Dekra-Chef Stefan Kölbl Foto: dpa

Der Stuttgarter Dekra-Konzern ist seit vielen Jahren ein Wachstums- und Jobmotor. Die konsequente Erschließung von Märkten sicherte dem Unternehmen immer neue Geschäfte. Nun soll die Digitalisierung der Wirtschaft dem Unternehmen ganz neue Möglichkeiten eröffnen.

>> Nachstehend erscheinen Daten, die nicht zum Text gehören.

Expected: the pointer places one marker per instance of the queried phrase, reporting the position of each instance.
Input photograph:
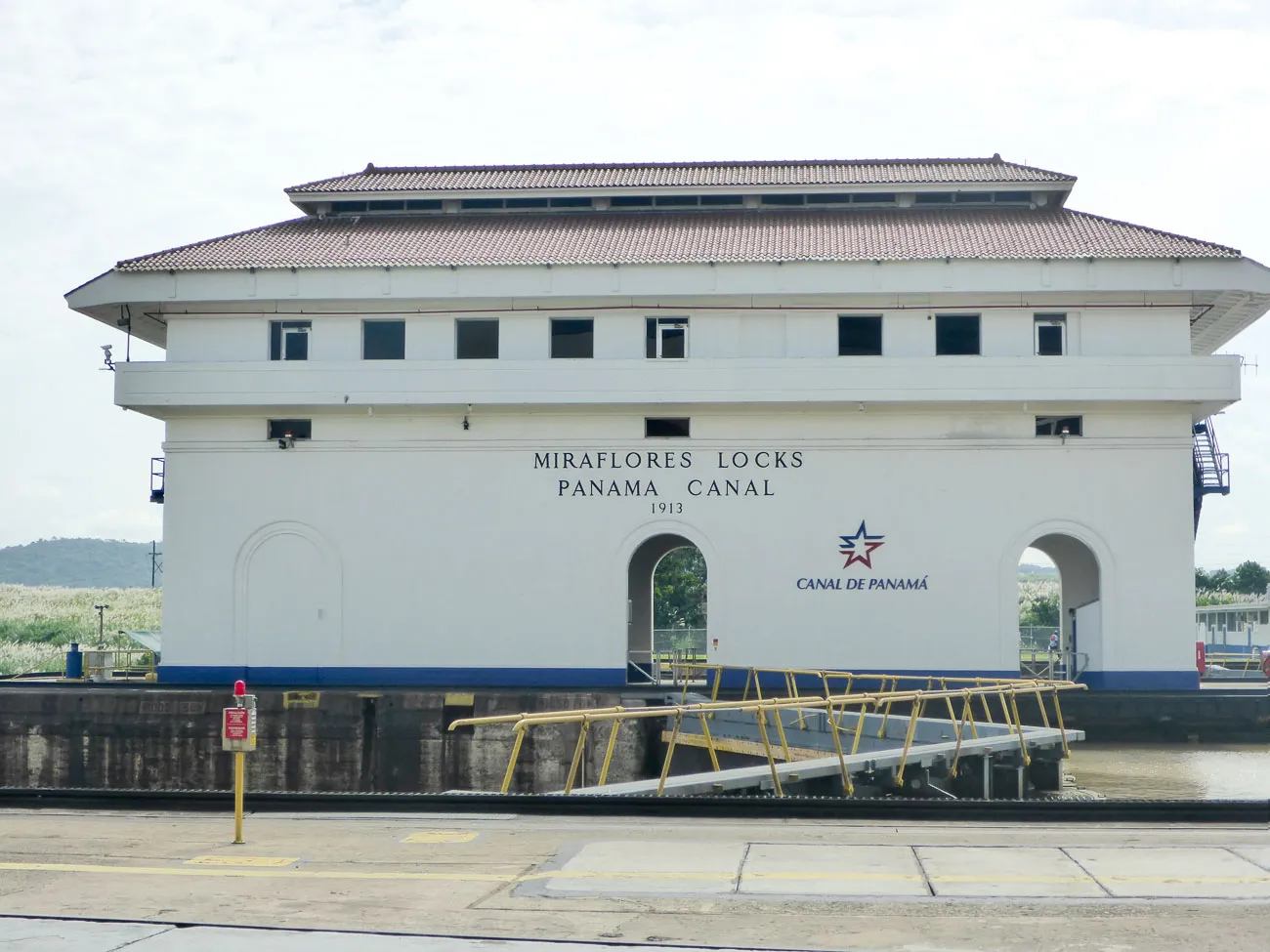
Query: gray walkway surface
(70, 935)
(613, 883)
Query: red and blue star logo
(860, 547)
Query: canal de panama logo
(860, 547)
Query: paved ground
(611, 881)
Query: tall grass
(37, 621)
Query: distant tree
(1249, 579)
(680, 591)
(1040, 613)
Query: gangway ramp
(890, 739)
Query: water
(1172, 770)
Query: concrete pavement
(694, 883)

Stuttgart - Der Stuttgarter Dienstleistungskonzern Dekra sieht in der Digitalisierung der Wirtschaft große Aufgaben und Wachstumschancen für sich selbst. „Die Manipulationssicherheit von autonom fahrenden Autos wird ein wichtiges Thema“, sagte Dekra-Chef Stefan Kölbl in Stuttgart. Auch der Umgang mit den Daten, die beim autonomen Fahren anfallen, sei eine Herausforderung, so Kölbl. Zwar kontrollierten die Prüfer schon heute „nicht nur Teile, indem sie mit dem Hammer dagegenschlagen“, doch der Umfang der datengestützten Prüfung werde zunehmen. Zunehmend werden Fahrzeuge mit anderen Fahrzeugen oder mit Servern online kommunizieren; und Kölbl hält es für wichtig, dass auch die dafür erforderlichen Komponenten geprüft werden.

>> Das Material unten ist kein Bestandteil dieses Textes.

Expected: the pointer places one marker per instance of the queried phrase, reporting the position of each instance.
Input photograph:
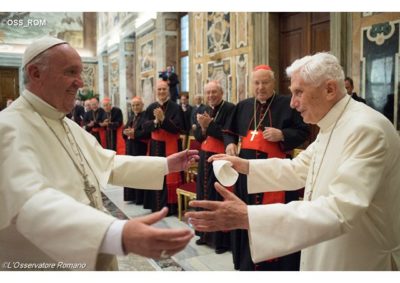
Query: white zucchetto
(39, 46)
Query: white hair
(318, 68)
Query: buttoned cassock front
(352, 221)
(44, 212)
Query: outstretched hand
(219, 215)
(239, 164)
(139, 237)
(182, 160)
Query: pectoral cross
(90, 190)
(253, 134)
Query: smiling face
(162, 91)
(309, 100)
(263, 84)
(213, 93)
(136, 105)
(58, 83)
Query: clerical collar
(42, 107)
(330, 118)
(217, 106)
(263, 102)
(162, 103)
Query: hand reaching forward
(139, 237)
(182, 160)
(239, 164)
(219, 215)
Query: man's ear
(331, 89)
(33, 72)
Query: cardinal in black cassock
(209, 132)
(136, 140)
(165, 122)
(268, 128)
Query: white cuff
(112, 242)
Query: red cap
(106, 100)
(262, 67)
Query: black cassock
(295, 132)
(115, 121)
(205, 178)
(136, 147)
(97, 116)
(186, 119)
(173, 124)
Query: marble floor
(193, 258)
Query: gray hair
(217, 84)
(42, 61)
(318, 68)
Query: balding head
(162, 91)
(137, 104)
(263, 81)
(214, 93)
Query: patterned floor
(134, 262)
(193, 258)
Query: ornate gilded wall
(376, 62)
(221, 51)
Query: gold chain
(265, 113)
(313, 180)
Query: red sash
(121, 148)
(273, 150)
(174, 180)
(212, 144)
(102, 133)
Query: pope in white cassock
(349, 219)
(51, 210)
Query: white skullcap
(39, 46)
(224, 172)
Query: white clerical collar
(42, 107)
(330, 118)
(162, 103)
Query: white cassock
(44, 211)
(353, 219)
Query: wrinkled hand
(204, 120)
(182, 160)
(231, 149)
(159, 114)
(139, 237)
(239, 164)
(219, 215)
(272, 134)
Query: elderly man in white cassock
(349, 218)
(51, 209)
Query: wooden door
(9, 85)
(301, 34)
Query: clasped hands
(138, 234)
(229, 214)
(129, 132)
(159, 115)
(204, 120)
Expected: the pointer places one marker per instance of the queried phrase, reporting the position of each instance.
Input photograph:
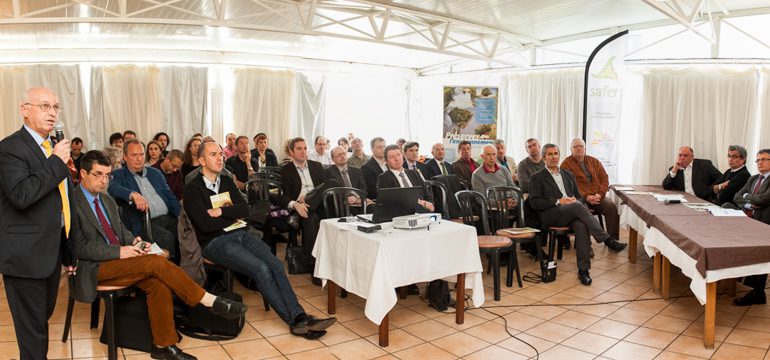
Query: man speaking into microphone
(35, 190)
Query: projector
(415, 221)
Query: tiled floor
(562, 320)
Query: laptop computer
(394, 202)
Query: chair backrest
(335, 201)
(473, 209)
(438, 192)
(499, 198)
(262, 189)
(265, 175)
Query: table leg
(656, 261)
(632, 239)
(331, 300)
(384, 331)
(460, 301)
(665, 278)
(709, 319)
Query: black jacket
(704, 175)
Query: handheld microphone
(59, 131)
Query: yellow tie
(65, 202)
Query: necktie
(759, 183)
(111, 237)
(402, 175)
(346, 178)
(65, 202)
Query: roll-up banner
(602, 102)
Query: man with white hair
(593, 184)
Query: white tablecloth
(373, 265)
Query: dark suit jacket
(462, 170)
(30, 209)
(737, 180)
(371, 170)
(432, 169)
(544, 193)
(355, 175)
(123, 184)
(91, 246)
(704, 174)
(761, 200)
(292, 184)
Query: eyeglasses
(47, 107)
(102, 176)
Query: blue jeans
(245, 254)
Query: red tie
(111, 237)
(759, 183)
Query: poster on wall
(470, 113)
(601, 121)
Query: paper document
(726, 212)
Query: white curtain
(63, 80)
(262, 102)
(546, 105)
(706, 109)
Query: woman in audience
(264, 157)
(163, 140)
(153, 153)
(190, 160)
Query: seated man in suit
(693, 176)
(142, 188)
(465, 165)
(734, 178)
(555, 196)
(490, 174)
(111, 255)
(397, 176)
(241, 164)
(238, 249)
(593, 184)
(754, 199)
(504, 160)
(346, 176)
(300, 177)
(374, 167)
(411, 157)
(437, 165)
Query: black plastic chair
(473, 206)
(335, 201)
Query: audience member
(357, 158)
(529, 165)
(693, 176)
(504, 160)
(490, 173)
(437, 165)
(238, 249)
(319, 153)
(264, 155)
(140, 189)
(171, 167)
(374, 167)
(154, 153)
(163, 140)
(593, 184)
(241, 164)
(110, 255)
(734, 178)
(190, 160)
(465, 165)
(230, 148)
(555, 195)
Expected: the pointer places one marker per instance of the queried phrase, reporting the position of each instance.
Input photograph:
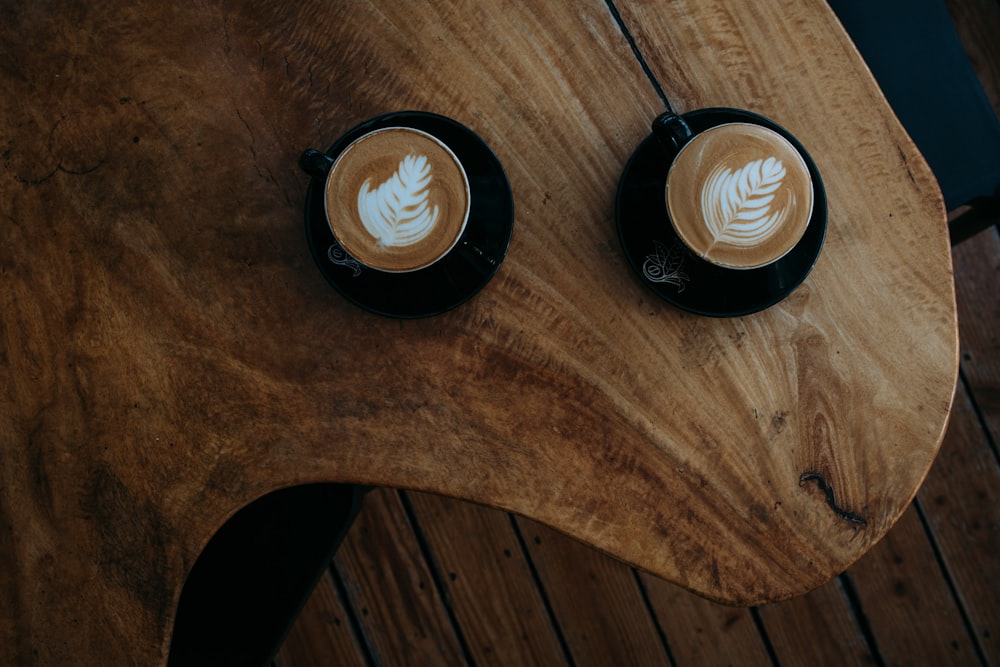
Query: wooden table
(169, 352)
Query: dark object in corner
(257, 572)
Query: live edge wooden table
(169, 351)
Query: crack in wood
(830, 498)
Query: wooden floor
(422, 580)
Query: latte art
(398, 213)
(737, 204)
(739, 195)
(397, 199)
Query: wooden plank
(959, 501)
(322, 633)
(818, 628)
(958, 497)
(907, 602)
(597, 600)
(391, 588)
(488, 583)
(700, 632)
(977, 268)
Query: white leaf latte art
(737, 204)
(398, 212)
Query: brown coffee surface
(397, 199)
(739, 195)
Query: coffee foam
(397, 199)
(739, 195)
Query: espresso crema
(739, 195)
(397, 199)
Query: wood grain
(412, 620)
(509, 627)
(322, 633)
(170, 353)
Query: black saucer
(683, 279)
(456, 277)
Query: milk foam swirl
(737, 204)
(398, 212)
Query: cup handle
(671, 131)
(315, 163)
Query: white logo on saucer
(398, 212)
(737, 204)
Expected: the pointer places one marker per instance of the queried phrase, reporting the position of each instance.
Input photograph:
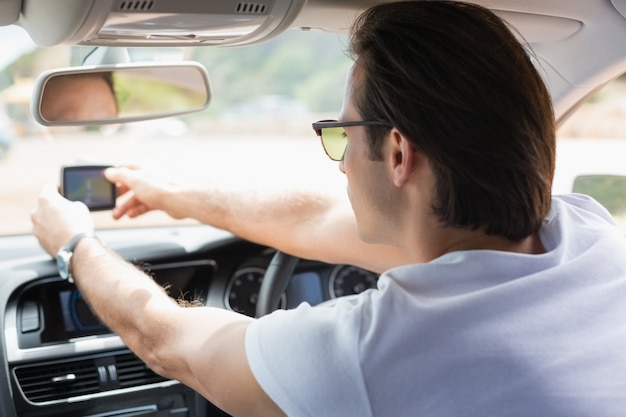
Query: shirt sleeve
(307, 360)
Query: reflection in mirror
(116, 94)
(609, 190)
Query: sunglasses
(334, 138)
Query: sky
(14, 41)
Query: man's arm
(202, 347)
(307, 224)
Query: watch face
(63, 263)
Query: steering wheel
(275, 282)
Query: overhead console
(156, 22)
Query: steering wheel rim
(275, 282)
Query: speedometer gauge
(243, 289)
(348, 280)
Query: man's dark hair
(457, 83)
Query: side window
(591, 150)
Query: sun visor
(156, 22)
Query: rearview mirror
(119, 93)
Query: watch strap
(68, 249)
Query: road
(243, 160)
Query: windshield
(256, 130)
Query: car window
(591, 149)
(256, 131)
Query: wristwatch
(64, 256)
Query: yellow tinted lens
(335, 141)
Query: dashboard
(60, 359)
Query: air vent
(135, 6)
(55, 381)
(251, 8)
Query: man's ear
(404, 157)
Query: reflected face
(83, 97)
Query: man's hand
(56, 219)
(140, 191)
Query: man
(64, 97)
(506, 303)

Das Thema Manipulationssicherheit sei sowohl beim autonomen Fahren als auch bei der vernetzten Produktion ein wichtiges Thema, sagte Ivo Rauh, bei der Dekra verantwortlich für die Industriesparte. Schließlich würden Anlagen und Fahrzeuge mit Daten aus unterschiedlichen Quellen gefüttert und müssten störungsfrei funktionieren.

Die Digitalisierung bringt für Dekra allerdings nicht nur Wachstumschancen, sondern auch Herausforderungen. So ist es erforderlich, ausreichend Laborkapazität zu bekommen und den internationalen Markt zu erschließen. In Taiwan hat Dekra bereits ein Unternehmen erworben, das auf die Prüfung der elektromagnetischen Verträglichkeit von Geräten spezialisiert ist. Durch diese Prüfungen soll verhindert werden, dass Geräte auf den Markt kommen, die den Funkverkehr – etwa das für Kommunikation, Verkehr und Produktion immer wichtigere WLAN – stören. Bald will die Dekra zwei weitere Unternehmen erwerben.

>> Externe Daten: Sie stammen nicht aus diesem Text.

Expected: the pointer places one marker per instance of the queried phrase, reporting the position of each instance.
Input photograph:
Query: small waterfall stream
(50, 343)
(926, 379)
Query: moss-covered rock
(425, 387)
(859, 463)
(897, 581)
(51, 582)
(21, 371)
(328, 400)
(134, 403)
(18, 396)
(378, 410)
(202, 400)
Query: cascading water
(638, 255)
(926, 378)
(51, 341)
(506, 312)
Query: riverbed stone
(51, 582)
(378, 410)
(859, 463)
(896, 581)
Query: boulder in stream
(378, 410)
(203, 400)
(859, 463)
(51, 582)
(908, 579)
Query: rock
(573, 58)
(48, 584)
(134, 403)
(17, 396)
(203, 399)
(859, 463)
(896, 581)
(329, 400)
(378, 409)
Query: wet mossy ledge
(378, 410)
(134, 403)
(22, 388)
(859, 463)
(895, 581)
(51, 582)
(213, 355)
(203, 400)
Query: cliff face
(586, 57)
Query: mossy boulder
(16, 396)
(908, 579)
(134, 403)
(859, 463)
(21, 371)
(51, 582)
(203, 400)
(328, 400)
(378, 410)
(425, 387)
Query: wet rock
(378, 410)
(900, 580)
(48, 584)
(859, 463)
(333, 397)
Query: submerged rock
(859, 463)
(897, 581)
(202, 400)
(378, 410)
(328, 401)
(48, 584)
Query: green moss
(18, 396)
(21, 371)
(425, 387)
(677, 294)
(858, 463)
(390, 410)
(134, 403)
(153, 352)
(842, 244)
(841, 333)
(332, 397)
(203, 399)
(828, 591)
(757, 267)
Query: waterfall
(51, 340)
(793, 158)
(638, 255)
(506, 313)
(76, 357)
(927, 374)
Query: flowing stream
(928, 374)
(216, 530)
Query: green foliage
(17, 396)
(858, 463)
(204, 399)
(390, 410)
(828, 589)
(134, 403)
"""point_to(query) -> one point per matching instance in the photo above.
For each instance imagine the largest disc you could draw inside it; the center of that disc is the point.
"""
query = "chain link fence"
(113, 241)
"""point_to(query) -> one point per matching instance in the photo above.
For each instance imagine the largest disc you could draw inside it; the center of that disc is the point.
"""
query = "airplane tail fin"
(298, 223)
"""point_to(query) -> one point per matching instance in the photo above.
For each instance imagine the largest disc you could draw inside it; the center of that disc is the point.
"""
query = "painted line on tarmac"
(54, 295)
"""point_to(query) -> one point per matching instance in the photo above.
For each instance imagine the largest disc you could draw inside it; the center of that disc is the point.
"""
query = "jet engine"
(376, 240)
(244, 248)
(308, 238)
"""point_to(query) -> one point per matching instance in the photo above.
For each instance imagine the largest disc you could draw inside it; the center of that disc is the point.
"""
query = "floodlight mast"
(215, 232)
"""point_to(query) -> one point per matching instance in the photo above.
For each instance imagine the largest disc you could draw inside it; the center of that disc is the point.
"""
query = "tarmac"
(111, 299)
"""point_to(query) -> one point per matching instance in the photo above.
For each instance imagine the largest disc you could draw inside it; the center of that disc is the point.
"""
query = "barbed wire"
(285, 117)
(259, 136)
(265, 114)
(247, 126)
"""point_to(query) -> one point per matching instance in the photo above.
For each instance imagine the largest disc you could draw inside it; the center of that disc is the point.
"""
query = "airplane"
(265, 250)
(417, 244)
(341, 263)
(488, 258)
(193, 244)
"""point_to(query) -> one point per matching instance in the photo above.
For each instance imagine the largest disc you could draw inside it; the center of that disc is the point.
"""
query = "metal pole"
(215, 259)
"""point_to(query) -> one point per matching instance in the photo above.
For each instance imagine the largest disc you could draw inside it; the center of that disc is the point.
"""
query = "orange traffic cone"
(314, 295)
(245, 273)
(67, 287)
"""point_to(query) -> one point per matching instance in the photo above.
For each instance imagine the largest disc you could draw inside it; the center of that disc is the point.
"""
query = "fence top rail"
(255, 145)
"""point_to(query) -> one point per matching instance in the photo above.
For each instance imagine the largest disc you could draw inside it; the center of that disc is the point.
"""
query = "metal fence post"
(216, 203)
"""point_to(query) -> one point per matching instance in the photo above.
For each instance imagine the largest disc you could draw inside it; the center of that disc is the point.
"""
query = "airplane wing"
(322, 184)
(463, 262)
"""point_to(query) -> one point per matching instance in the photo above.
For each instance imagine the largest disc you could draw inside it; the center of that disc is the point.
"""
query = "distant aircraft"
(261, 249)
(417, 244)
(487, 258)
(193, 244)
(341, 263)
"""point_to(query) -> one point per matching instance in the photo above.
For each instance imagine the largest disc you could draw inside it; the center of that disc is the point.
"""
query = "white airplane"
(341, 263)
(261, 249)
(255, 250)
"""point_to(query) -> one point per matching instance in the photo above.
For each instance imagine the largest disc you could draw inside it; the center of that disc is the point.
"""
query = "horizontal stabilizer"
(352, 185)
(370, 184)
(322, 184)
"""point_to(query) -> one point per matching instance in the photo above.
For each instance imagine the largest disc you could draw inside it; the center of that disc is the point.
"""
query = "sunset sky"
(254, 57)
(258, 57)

Im vergangenen Jahr ist der Dekra-Umsatz um 8,6 Prozent auf 2,5 Milliarden Euro gestiegen. Der um Sondereffekte bereinigte Betriebsgewinn (Ebit) stieg um 7,4 Prozent auf 174,8 Millionen Euro. Fast doppelt so schnell wie das Gesamtunternehmen wuchs die Sparte Personnel, die etwa Zeitarbeiter an Unternehmen ausleiht. Die Verschärfung der rechtlichen Regeln, die die Zeitarbeit verteuern, hat der Dekra offenbar nicht geschadet – ganz im Gegenteil, meint Kölbl: „Jetzt trennt sich die Spreu vom Weizen.“ Von Vorteil sei auch, dass die Regeln, die eine stärkere Angleichung der Vergütung von Zeitarbeitern an die der Stammbelegschaft im jeweiligen Unternehmen vorsehen, das Ansehen der Branche erhöhen. Für Unternehmen bleibe die Zeitarbeit ein wichtiges Instrument der Flexibilisierung.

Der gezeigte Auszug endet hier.